Improving Candidate Gene Discovery by Combining Multiple Genetic Mapping Datasets
Nirwan Tandukar, Fausto Rodríguez-Zapata, Jung-Ying Tzeng, and Rubén Rellán-Álvarez* (firstname.lastname@example.org)
North Carolina State University
(1) Perform an environmental GWAS in a panel of ~2000 sorghum accessions that have already been genotyped and georeferenced using phosphorus availability and early season cold stress as the phenotypes for the GWAS analysis.
(2) Characterize the genetic architecture of lipid content during the early stages of sorghum development using the SAP. The team will sequence the SAP accessions at 10–15X and make these data available. Researchers will perform a GWAS on lipid content under both stress conditions (low temperature and low phosphorus).
(3) Develop algorithms that incorporate all the different types of information collected (i.e., metabolite levels, GWAS candidate genes, selection signals) to improve the ability to detect signals of small effects and increase confidence in the selection of candidate genes. The algorithms and pipelines developed here will be made available to the community as R packages.

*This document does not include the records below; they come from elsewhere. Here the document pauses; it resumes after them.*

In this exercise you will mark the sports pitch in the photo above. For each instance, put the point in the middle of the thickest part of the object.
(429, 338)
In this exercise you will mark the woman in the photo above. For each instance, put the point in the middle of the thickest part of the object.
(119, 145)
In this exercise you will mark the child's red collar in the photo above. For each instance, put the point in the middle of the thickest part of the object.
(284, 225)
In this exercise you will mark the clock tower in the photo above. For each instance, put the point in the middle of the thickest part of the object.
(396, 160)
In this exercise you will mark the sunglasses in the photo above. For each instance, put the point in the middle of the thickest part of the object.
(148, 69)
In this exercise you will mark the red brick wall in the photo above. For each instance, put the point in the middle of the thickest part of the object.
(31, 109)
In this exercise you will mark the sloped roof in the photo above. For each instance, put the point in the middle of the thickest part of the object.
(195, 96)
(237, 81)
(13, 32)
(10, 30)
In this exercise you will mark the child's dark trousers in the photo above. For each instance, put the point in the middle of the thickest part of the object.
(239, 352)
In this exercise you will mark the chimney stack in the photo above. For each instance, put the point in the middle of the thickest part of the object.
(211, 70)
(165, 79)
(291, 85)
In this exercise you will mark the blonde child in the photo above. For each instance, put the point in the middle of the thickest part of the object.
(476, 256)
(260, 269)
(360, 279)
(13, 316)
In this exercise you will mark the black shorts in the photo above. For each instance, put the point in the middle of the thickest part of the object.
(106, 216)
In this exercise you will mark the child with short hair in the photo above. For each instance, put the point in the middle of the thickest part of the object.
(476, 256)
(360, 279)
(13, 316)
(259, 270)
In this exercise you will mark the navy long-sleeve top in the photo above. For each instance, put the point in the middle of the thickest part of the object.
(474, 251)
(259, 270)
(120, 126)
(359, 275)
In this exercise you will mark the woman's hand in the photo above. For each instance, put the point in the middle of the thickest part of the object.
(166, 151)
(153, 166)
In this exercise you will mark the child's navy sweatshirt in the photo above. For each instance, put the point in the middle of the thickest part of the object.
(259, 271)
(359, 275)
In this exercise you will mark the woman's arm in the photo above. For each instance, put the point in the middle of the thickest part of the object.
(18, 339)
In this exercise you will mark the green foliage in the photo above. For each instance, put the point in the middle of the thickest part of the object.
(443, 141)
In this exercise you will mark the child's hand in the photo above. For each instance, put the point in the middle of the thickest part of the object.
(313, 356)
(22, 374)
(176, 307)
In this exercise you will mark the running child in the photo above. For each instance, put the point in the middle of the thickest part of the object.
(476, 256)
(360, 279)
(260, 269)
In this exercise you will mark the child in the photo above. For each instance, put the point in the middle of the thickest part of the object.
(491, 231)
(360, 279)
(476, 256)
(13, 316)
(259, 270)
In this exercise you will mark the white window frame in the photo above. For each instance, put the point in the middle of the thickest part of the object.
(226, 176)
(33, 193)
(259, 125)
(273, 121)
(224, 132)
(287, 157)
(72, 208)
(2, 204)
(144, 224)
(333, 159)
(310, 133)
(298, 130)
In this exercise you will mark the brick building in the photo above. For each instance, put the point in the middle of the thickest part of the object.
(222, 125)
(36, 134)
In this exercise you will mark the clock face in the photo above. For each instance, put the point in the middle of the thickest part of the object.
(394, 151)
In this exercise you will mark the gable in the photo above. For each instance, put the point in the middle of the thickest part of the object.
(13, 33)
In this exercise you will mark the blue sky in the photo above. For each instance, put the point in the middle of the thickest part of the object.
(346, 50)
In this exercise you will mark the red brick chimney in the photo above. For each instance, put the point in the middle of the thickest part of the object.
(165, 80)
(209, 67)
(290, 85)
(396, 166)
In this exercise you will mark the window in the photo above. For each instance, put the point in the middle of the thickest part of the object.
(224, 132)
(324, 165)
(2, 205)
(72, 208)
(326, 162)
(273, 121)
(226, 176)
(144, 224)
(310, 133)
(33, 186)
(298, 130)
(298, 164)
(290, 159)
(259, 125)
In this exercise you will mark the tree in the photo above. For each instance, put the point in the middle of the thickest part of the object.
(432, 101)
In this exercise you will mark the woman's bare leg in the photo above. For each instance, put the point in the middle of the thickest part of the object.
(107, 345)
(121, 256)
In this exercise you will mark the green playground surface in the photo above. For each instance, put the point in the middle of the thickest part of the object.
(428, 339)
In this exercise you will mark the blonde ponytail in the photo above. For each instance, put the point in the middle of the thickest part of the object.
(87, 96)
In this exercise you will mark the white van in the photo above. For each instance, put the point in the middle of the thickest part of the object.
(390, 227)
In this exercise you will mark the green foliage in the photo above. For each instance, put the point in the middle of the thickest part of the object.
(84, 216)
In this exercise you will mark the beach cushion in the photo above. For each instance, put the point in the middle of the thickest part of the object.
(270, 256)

With a growing wealth of genetic datasets generated by next-generation sequencing coupled with the advent of large plant phenotyping datasets, exciting new corridors for investigations have opened for understanding complex traits due to the environment. The Genome-Wide Association Studies (GWAS) model identifies associations between single nucleotide polymorphisms (SNPs) and the phenotype. Complex biological processes involve multiple phenotypes. Researchers have previously identified lipid variation for maize adaptation in Mexican highlands, which has adapted to low phosphorus and cold. The team is now using high-dimensional Sorghum bicolor genetic datasets to perform environmental GWAS for various soil phosphorus phenotypes (availability, concentration, and solubility) in African region, Fst measurement in the same panel adapted to high and low phosphorus, and finally, profiling various lipid concentrations (LC/MS) in low and high phosphorus in Sorghum Association Panel (SAP) and their subsequent metabolomics GWAS. Comprehensive research on the complete genetic architecture is laborious, costly, and time extensive due to the overwhelming number of genes and their regulatory networks, different phenotypes explaining the same adaptive process, and multidimensional genomics datasets. Hence, the need for developing a robust statistical framework that can combine information from different experiments and genomics dataset in an individual p-value level that can aggregate multiple small and large effects of genes and redefine the order of emphasis of genes. For such an outcome, researchers use the Cauchy distribution to define a test statistic as a weighted sum of Cauchy transformation of individual p-values, which can? be used to combine p-values across different datasets. Researchers are working towards creating such a framework through R packages that will be publicly available. Finally, researchers hope to have an accurate description of the molecular mechanisms involving phosphorus. Team members also hope to test whether lipids in sorghum play a similar adaptive role in Africa, and whether there is convergence between the sorghum and maize in the plausible molecular mechanisms for such an adaptation.
This research was supported by the DOE Office of Science, Office of Biological and Environmental Research (BER), grant no. DE‐SC0021889.